Breast Cancer: Understanding Your Treatment Options
Cancer treatment is now highly customized—with no two women undergoing the same exact regimen. To determine the treatment plan best suited to your specific cancer, we will look at a number of variables, things like your age, general health and menopausal status; the stage and grade of your cancer; the number of receptors for the hormones estrogen and progesterone; and the amount of growth-promoting protein called HER2/neu (often shortened to HER2).
There are two types of cancer treatment, local and systemic. Local treatments are targeted to just the area with the cancer, in your case the breast and surrounding regions, such as lymph nodes. Systemic treatments target your entire body, and may be given after local treatment (adjuvant therapy) or before (neoadjuvant therapy). Adjuvant therapy is used to kill any undetected cancer cells that may have survived the original treatment. Here are your options for both:
There are two surgical options:
Lumpectomy: A surgeon removes the cancerous lump, plus a small border of surrounding tissue.
It might be right for you if: You have one tumor and it’s small enough that removing it will not affect the shape of your breast.
What you should know: Lumpectomy is nearly always followed by radiation to reduce the chance of a local recurrence. You may also undergo chemo before or after the surgery.
Mastectomy: The surgeon makes an incision and removes the glandular tissue of the breast, the nipple and some of the skin. When reconstruction is planned, the surgeon may make a smaller incision and preserve most of the skin. There are some specific situations in which the nipple and areola of the breast might also be able to be preserved.
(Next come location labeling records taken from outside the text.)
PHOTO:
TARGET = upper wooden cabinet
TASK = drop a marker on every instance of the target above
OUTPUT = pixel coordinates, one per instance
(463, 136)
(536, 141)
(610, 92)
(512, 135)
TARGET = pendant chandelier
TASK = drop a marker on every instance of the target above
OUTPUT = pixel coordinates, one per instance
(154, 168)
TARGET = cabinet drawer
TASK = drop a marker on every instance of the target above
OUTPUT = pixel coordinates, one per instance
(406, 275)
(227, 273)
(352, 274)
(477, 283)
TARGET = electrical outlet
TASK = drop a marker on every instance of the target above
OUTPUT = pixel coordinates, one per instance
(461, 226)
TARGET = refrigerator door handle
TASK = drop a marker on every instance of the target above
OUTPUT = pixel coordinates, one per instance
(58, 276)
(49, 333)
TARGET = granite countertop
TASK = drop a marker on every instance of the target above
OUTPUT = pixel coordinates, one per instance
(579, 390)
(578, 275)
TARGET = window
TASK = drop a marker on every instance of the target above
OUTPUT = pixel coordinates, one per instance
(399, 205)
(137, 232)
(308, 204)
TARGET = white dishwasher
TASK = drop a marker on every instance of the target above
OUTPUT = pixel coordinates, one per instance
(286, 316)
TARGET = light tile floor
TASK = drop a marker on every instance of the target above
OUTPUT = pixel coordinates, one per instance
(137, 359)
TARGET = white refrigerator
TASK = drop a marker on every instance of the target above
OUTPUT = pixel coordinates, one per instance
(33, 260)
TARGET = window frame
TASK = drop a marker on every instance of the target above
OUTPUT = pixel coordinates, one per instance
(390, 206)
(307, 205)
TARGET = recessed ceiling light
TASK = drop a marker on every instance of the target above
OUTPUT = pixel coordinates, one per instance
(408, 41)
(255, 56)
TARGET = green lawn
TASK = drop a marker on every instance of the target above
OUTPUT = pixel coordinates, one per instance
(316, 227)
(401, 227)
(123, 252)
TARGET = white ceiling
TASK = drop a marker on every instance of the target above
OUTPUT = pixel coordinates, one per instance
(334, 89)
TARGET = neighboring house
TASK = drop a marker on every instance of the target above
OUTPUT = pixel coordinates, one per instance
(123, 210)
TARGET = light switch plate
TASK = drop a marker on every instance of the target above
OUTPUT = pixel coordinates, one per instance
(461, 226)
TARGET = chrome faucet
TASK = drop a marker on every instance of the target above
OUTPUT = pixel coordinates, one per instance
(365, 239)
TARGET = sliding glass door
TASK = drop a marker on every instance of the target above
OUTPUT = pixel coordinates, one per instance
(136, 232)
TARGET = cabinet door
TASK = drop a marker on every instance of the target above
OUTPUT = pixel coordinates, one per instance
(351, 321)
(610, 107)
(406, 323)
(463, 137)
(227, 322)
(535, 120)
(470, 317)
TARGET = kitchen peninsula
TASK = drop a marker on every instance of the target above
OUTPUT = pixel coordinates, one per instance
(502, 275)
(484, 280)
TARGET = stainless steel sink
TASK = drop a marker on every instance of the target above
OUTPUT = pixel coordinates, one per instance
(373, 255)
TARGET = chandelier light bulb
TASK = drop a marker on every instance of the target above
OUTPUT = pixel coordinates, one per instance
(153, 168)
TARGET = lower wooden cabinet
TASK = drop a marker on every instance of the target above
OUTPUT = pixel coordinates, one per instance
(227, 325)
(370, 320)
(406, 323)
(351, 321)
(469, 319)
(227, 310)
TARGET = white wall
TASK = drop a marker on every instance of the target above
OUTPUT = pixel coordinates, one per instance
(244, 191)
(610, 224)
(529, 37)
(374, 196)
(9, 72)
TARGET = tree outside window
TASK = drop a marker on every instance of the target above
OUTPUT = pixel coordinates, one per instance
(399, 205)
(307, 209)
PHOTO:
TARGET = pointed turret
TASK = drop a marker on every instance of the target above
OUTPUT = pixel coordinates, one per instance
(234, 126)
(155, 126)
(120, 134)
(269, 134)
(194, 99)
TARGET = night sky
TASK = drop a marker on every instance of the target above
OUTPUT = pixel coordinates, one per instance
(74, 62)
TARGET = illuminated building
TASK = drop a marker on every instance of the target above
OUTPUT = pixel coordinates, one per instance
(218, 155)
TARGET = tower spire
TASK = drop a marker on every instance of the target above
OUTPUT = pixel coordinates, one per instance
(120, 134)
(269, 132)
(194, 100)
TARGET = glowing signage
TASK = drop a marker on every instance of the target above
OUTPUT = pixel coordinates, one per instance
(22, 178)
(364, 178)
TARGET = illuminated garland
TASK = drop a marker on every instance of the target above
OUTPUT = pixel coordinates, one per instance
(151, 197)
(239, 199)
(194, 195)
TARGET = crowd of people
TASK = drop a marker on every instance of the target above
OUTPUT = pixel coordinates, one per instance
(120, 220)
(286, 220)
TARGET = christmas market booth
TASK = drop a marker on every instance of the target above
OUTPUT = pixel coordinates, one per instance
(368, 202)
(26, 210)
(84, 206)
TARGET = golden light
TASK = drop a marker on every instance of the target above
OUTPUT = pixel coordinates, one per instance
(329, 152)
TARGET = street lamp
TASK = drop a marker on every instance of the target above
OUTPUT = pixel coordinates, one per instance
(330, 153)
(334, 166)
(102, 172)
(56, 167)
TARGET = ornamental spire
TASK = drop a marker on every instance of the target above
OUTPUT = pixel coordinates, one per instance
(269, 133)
It might be right for you if: Your tumor is large compared to the size of your breast, there is cancer in more than one area of your breast, you’re in the early stages of pregnancy, you have had breast cancer in the past or chest wall radiation for a childhood cancer, or you have an active medical issue that might make radiation risky.
What you should know: In a total (simple) mastectomy, only the breast is removed (possibly the sentinel lymph node). In a modified radical mastectomy, several underarm lymph nodes are also removed.
Radiation therapy is a common follow-up treatment for people with breast cancer. It uses high-energy radiation to shrink tumors and kill cancer cells. The choices include:
Standard external beam radiation therapy: This type of radiation is delivered in the form of high-powered energy beams, such as X-rays, to your entire breast from a machine outside your body.
It might be right for you if: You’ve had a lumpectomy as part of breast conservation, or a mastectomy for a large tumor with positive margins and more than four axillary nodes involved and you want to reduce your chances of recurrence; or to target sites if your cancer has metastasized.
What you should know: Treatments are commonly done each weekday for five to six weeks, although a three-week treatment period using larger doses of radiation is also possible. The area to be treated is “mapped,” then radiation beams are directed at it.